DEV Community

ひとし 田畑
ひとし 田畑

Posted on

Order your tables for a safe TRUNCATE with graphlib — circular FKs come free

I wanted a panel that answers one boring, dangerous question: in what order can I empty these tables without a foreign key stopping me?

If orders references customers, you can't TRUNCATE customers first — a row in orders still points at it. You empty the children before the parents. With three tables you do this in your head. With forty, laced with a many-to-many join table and one employees.manager_id that points back at employees, you do it wrong, get ERROR: update or delete on table "…" violates foreign key constraint, and start bisecting by hand.

That order has a name — it's a topological sort of the foreign-key graph — and I was about to write the visited/back-edge walk from memory when I remembered Python has shipped one since 3.9. graphlib.

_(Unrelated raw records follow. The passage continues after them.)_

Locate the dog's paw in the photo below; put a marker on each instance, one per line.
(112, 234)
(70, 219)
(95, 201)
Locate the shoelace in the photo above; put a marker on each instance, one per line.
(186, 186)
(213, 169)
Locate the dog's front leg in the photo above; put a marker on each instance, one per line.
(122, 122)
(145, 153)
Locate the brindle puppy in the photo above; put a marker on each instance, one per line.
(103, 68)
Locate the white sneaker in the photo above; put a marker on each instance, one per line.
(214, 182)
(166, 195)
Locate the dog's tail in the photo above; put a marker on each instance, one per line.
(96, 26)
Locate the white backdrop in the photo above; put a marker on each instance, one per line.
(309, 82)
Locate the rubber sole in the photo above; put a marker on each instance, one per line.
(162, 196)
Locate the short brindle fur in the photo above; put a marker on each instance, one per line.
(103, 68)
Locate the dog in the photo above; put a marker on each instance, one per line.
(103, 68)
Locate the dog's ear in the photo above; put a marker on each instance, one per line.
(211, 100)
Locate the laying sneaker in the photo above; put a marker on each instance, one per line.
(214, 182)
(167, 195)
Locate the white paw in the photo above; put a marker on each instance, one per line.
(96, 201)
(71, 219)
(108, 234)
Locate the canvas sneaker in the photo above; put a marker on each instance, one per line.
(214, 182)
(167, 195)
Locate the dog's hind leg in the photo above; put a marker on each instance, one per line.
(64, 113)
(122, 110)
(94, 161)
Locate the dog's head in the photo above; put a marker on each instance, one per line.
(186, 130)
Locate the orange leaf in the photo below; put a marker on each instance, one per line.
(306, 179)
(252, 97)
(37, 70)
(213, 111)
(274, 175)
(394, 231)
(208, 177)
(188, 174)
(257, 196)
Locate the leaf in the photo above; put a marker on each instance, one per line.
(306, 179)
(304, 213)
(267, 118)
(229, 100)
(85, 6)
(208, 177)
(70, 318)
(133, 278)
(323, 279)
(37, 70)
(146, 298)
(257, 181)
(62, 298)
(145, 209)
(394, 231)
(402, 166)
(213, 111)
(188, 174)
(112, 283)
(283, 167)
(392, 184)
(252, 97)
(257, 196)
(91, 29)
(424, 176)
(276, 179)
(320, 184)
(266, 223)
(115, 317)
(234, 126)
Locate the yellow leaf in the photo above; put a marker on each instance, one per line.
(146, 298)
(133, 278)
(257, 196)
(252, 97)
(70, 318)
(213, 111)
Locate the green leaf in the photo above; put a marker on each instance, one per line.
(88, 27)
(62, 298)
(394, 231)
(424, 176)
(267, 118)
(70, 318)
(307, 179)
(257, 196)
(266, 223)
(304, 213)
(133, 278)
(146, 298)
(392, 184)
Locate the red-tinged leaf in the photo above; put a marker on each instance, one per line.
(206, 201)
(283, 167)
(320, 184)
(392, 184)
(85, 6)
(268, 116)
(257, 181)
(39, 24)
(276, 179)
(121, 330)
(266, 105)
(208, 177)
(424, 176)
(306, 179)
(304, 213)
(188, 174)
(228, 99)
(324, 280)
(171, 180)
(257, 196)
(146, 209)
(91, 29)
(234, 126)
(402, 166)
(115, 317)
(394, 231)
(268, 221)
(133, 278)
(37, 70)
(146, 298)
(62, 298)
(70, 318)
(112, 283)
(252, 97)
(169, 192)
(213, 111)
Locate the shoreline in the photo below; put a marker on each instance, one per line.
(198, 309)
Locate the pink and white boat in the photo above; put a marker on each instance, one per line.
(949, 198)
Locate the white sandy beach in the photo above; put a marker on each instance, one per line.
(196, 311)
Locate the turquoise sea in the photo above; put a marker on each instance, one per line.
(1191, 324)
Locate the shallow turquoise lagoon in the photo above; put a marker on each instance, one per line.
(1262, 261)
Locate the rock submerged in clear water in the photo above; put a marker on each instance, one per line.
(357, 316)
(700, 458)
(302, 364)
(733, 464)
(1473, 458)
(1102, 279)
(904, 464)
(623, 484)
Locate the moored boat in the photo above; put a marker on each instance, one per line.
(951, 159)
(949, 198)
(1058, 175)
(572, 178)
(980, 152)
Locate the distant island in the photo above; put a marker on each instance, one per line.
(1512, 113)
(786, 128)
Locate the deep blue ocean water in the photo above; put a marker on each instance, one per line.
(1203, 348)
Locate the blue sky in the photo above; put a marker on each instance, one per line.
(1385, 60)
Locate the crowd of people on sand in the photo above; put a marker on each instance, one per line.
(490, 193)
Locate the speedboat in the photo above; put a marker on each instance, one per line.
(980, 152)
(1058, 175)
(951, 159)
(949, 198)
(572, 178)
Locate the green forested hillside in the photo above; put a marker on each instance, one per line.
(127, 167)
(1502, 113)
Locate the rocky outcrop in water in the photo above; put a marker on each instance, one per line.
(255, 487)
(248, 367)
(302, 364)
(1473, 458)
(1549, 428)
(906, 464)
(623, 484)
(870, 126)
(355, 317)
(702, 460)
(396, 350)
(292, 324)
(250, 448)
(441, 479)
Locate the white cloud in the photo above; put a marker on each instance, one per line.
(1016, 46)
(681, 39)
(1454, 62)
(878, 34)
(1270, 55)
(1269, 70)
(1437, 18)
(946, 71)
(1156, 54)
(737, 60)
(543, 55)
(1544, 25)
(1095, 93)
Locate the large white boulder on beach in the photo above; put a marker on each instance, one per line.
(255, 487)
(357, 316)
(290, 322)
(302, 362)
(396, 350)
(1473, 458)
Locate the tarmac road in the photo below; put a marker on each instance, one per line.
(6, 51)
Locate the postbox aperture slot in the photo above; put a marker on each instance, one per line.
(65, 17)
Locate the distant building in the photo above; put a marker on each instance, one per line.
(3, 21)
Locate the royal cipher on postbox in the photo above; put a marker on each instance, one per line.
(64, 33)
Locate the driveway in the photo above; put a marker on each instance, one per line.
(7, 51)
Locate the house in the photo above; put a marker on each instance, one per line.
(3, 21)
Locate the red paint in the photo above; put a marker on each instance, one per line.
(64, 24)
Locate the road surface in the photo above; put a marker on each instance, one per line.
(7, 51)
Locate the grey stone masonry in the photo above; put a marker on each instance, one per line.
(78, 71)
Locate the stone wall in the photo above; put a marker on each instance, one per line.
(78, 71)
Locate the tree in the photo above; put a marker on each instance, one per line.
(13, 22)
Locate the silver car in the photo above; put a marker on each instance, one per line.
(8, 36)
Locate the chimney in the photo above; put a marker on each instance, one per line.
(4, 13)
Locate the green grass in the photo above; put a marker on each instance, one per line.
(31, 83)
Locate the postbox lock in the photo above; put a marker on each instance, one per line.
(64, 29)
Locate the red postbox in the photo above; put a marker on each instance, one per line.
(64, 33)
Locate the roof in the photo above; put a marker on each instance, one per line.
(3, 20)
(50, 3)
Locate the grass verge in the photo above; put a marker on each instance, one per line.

Nobody imports it. It's perfect for exactly this.

The whole ordering is one stdlib call

Model each foreign key as an edge: the child (the table holding the FK) depends on the parent (the table it references). Feed those dependencies to graphlib.TopologicalSorter and ask for a static order:

from graphlib import TopologicalSorter, CycleError

def build(tables, edges):
    sorter = TopologicalSorter()
    for t in tables:
        sorter.add(t)                    # add every table, so isolated ones appear
    for e in edges:
        if e.child == e.parent:
            continue                     # self-reference — handled below
        sorter.add(e.child, e.parent)    # child depends on parent
    load_order = list(sorter.static_order())   # parents first
    return {
        "load_order": load_order,               # safe INSERT / restore order
        "truncate_order": list(reversed(load_order)),  # safe TRUNCATE / DELETE order
    }
Enter fullscreen mode Exit fullscreen mode

static_order() yields dependencies before the things that depend on them, so you get parents first — that's the order you'd load data in (or restore a dump). The safe order to empty tables is the exact reverse: children first. One reversed() and you have both directions from the same sort.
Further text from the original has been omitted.